L’accusa arriva da Monica Di Battista, segretaria del circolo Pd di Francavilla al Mare, che punta il dito contro la guida Centorame

Una gestione poco lungimirante che ha ridotto la Fondazione Michetti e l'omonimo Premio ad un ruolo marginale nel panorama artistico regionale e nazionale, nonostante l'imponente manifestazione culturale creata nel 1947”. L’accusa arriva da Monica Di Battista, segretaria del circolo Pd di Francavilla al Mare, che punta il dito contro la guida Centorame. 

“La Fondazione Michetti non ha perseguito l'obiettivo di ente morale, ovvero iniziativa pubblica per il bene collettivo, dal momento che si è chiusa in se stessa. Inoltre, ha subito passivamente, non so se per volontà o incapacità, i cambiamenti sociali e culturali della contemporaneità. In questi ultimi anni, troppi sono stati i fattori che hanno determinato una evidente assenza di progettazione adeguata alle sfide della modernità. Non c'è stata organizzazione degna di professionalità, né individuazione delle risorse necessarie per accrescere le attività culturali, tanto meno capacità di proposte per le attività museali, didattiche e artistiche, o strategie di comunicazione, necessarie all' apertura verso l'esterno. Ciò vale sia per quanto riguarda il Premio Michetti che per quel che concerne l'ordinaria gestione delle attività della Fondazione. Il tutto nonostante i tanti solleciti dell'amministrazione comunale al fine di migliorare, valorizzare e potenziare la Fondazione”. 
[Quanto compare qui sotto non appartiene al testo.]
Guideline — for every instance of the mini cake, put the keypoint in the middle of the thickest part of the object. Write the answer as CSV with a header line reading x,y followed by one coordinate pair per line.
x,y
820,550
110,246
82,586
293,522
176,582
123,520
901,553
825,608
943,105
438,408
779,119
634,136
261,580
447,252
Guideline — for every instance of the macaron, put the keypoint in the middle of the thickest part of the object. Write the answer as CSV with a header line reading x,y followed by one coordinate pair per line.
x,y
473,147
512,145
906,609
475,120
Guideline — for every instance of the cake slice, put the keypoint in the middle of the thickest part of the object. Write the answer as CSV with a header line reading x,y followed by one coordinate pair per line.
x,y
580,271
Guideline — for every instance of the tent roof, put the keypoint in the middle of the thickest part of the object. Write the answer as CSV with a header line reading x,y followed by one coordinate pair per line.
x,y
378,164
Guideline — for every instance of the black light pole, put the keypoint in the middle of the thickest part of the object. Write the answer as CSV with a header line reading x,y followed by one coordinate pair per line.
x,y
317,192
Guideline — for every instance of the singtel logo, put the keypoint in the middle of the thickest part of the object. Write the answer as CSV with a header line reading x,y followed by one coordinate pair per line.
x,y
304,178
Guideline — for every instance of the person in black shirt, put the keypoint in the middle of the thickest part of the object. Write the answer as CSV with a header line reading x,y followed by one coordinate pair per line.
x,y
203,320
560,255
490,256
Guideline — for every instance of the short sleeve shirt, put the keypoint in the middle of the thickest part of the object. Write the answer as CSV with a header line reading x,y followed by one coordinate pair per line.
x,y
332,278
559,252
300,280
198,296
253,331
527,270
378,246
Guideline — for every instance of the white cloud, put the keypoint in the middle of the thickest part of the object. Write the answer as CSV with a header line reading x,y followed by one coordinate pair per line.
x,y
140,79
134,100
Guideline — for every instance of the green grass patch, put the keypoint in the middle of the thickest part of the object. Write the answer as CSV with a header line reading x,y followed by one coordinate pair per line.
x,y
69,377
Di Battista parla della vendita del patrimonio della Fondazione, “nel tentativo di pareggiare il bilancio per i debiti accumulati”, spiega, ma effettuata “a trattativa privata, senza la condivisione decisionale con gli enti facenti parte della Fondazione e senza una gara pubblica”. 

Per il segretario Pd c’è stata una “svendita frettolosa di 77 opere d'arte, il cui valore deve essere stimato per valutare l'adeguatezza della somma incassata, che ha prodotto l'impoverimento sia del patrimonio artistico della Fondazione che della città di Francavilla al Mare e di tutti gli enti pubblici soci”

“Riteniamo - conclude - che sia giunto il momento di affidarsi a competenza e professionalità, il Premio e il Museo hanno bisogno di menti, formate e competenti, capaci di far veramente crescere dal punto di vista culturale Francavilla”.